First Lady Margaret Kenyatta has called on Kenyans to intensify tree planting across the country to restore the fragile ecosystem destroyed over the years.
Speaking at Ruiru Dam in Kiambu County during this year’s Bamboo Planting Day, the First Lady said the erratic weather the country has been experiencing in recent years is a consequence of unchecked deforestation which has significantly depleted national forest cover without reciprocal efforts towards conservation.
“The extreme weather we experienced is attributable to climate change and the consequences of our actions. The dry weather we experienced for many months affected us all, we suffered famine, we lost lives, we lost our harvest,” the First Lady said.
She said forests support human life in different ways including contributing to food security, has medicinal value, and are sources of wood energy for millions of Kenyans among other uses.
The First Lady called on Kenyans not to tire in correcting the environmental havoc we have collectively caused to the country but continue cultivating the culture of continuous conservation.
“I encourage us not to tire correcting the damage we, in our different actions, have done to the environment. I urge us to continue embracing conservation values and become better advocates and champions of the management of our precious forests and water catchment areas,” she said
During his Madaraka Day address to the Nation from Narok County, President Uhuru Kenyatta also challenged Kenyans to plant trees in their homes and neighbourhoods to help transform our environment through “a tree at a time”.
The President announced that the government has rolled out the “Greening Kenya Initiative” that will ensure the country’s tree cover soars to the globally recommended 10 per cent by 2022.
First Lady Margaret Kenyatta called for strong policies backed up by practical and sustainable interventions that create a meaningful impact on our environmental conservation initiatives that are structured to benefit both communities and households.
This year’s Bamboo Planting event was a collaborative initiative between the Ministry of Environment, the Nairobi City Water and Sewerage Company (NCWSC) under whose management the Ruiru dam falls, the Kenya Forestry Research Institute (KEFRI), the Kenya Forest Service (KFS) and Bidco Africa.

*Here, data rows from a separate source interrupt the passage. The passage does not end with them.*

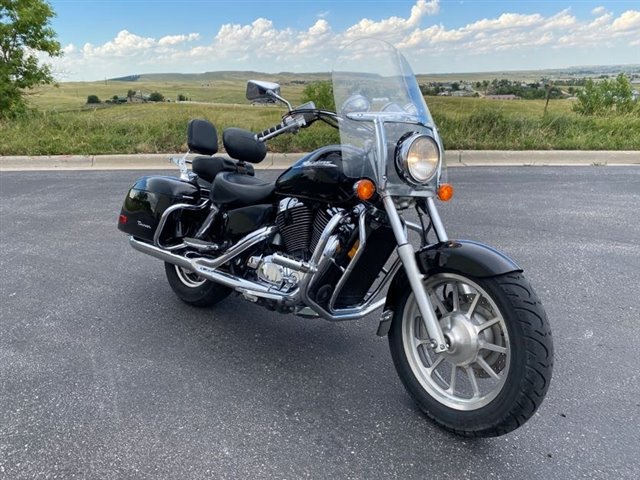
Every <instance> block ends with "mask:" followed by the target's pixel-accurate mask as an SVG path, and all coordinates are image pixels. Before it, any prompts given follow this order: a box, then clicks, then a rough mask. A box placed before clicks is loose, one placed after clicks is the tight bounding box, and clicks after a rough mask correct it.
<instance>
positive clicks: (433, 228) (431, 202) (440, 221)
mask: <svg viewBox="0 0 640 480" xmlns="http://www.w3.org/2000/svg"><path fill="white" fill-rule="evenodd" d="M427 211H428V212H429V217H431V223H432V224H433V229H434V230H435V232H436V236H437V237H438V240H439V241H441V242H447V241H449V237H448V236H447V232H446V230H445V229H444V225H443V224H442V219H441V218H440V214H439V213H438V208H437V207H436V202H435V201H434V200H433V197H427Z"/></svg>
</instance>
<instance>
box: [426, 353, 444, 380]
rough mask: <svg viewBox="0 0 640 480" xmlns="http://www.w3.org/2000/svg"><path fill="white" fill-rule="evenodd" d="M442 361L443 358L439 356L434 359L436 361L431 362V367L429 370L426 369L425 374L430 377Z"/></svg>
mask: <svg viewBox="0 0 640 480" xmlns="http://www.w3.org/2000/svg"><path fill="white" fill-rule="evenodd" d="M443 360H444V357H443V356H442V355H439V356H437V357H436V359H435V360H434V361H433V363H432V364H431V366H430V367H429V368H427V372H428V373H429V375H430V376H431V374H433V371H434V370H435V369H436V368H438V366H439V365H440V364H441V363H442V361H443Z"/></svg>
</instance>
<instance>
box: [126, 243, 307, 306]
mask: <svg viewBox="0 0 640 480" xmlns="http://www.w3.org/2000/svg"><path fill="white" fill-rule="evenodd" d="M129 244H130V245H131V246H132V247H133V248H134V249H135V250H138V251H139V252H142V253H146V254H147V255H150V256H152V257H155V258H157V259H159V260H162V261H163V262H167V263H171V264H172V265H177V266H179V267H182V268H185V269H187V270H191V271H192V272H195V273H197V274H198V275H200V276H201V277H203V278H206V279H207V280H211V281H212V282H216V283H219V284H220V285H224V286H225V287H229V288H233V289H234V290H237V291H239V292H241V293H246V294H250V295H254V296H257V297H262V298H267V299H269V300H277V301H282V302H292V301H295V298H296V295H297V293H298V289H296V290H294V291H293V292H291V293H289V294H286V295H284V294H282V293H280V292H278V291H277V290H272V289H271V288H269V287H265V286H264V285H260V284H259V283H255V282H251V281H249V280H245V279H243V278H238V277H234V276H233V275H230V274H228V273H225V272H221V271H219V270H217V269H216V268H215V267H211V266H209V265H207V264H206V263H205V264H203V263H204V262H203V260H205V259H202V258H193V259H191V258H187V257H183V256H181V255H176V254H175V253H172V252H169V251H167V250H163V249H162V248H159V247H156V246H155V245H151V244H150V243H145V242H141V241H139V240H136V239H135V238H133V237H129ZM216 260H218V259H216ZM206 262H207V263H209V262H211V261H210V260H206Z"/></svg>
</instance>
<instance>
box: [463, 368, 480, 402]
mask: <svg viewBox="0 0 640 480" xmlns="http://www.w3.org/2000/svg"><path fill="white" fill-rule="evenodd" d="M464 371H465V373H466V374H467V377H469V381H470V382H471V388H473V398H476V397H479V396H480V387H478V379H477V378H476V374H475V373H473V368H471V367H464Z"/></svg>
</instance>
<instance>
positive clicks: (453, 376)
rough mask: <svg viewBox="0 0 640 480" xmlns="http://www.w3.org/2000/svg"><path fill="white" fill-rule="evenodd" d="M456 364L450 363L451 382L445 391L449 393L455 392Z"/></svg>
mask: <svg viewBox="0 0 640 480" xmlns="http://www.w3.org/2000/svg"><path fill="white" fill-rule="evenodd" d="M457 374H458V366H457V365H451V382H449V388H448V389H447V391H448V392H449V393H453V394H455V393H456V377H457V376H458V375H457Z"/></svg>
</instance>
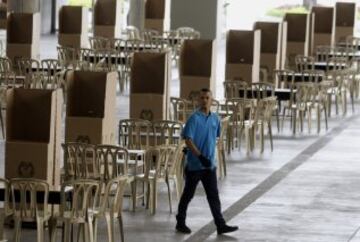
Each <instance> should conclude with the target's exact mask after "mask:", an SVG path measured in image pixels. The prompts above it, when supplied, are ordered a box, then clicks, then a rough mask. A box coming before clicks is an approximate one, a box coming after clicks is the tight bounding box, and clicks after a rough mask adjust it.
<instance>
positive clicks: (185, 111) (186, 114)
mask: <svg viewBox="0 0 360 242" xmlns="http://www.w3.org/2000/svg"><path fill="white" fill-rule="evenodd" d="M170 103H171V106H172V120H174V121H177V122H182V123H185V122H186V120H187V119H188V118H189V116H190V115H191V114H192V113H193V112H194V105H193V103H192V102H191V101H190V100H187V99H184V98H177V97H170Z"/></svg>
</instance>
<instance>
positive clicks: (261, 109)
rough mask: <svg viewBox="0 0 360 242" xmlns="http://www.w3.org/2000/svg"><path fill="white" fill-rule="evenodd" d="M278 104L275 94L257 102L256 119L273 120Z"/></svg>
mask: <svg viewBox="0 0 360 242" xmlns="http://www.w3.org/2000/svg"><path fill="white" fill-rule="evenodd" d="M276 104H277V98H276V97H275V96H273V97H267V98H263V99H261V100H259V101H258V102H257V104H256V117H255V120H261V121H263V122H271V119H272V116H273V113H274V108H275V106H276Z"/></svg>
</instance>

Ruiru Dam is one of the oldest water reservoirs for Nairobi, constructed by the colonial government almost 90 years ago to supplement Kikuyu springs.
The evergreen and fast maturing Bamboo tree species were chosen deliberately for their many environmental benefits especially their water retention and restoration capacity.
The First Lady applauded Bidco Africa and its partners for the initiative saying the private sector has potential to become a key contributor to the restoration of ecosystems and reversal of human actions that continue to negatively impact the environment.
She said for environmental interventions and restoration processes to be successful, local communities must be allowed to participate fully.
“As a passionate conservationist, it inspires me to see communities, women, men and children, participate in conservation practices that they will benefit from and be positively impacted,” the First Lady said.
Cabinet Secretary for Environment and Forestry Keriako Tobiko, Kiambu Governor Ferdinard Waititu, Bidco Africa Group Chairman Vimal Shah, NCWSC Acting MD Eng. Nahashon Muguna, KFS chairman Peter Kinyua, KEFRI Director Dr. Joshua Cheboiwo and Kiambu County MP Gathoni wa Muchomba were among those that joined the First Lady at the event.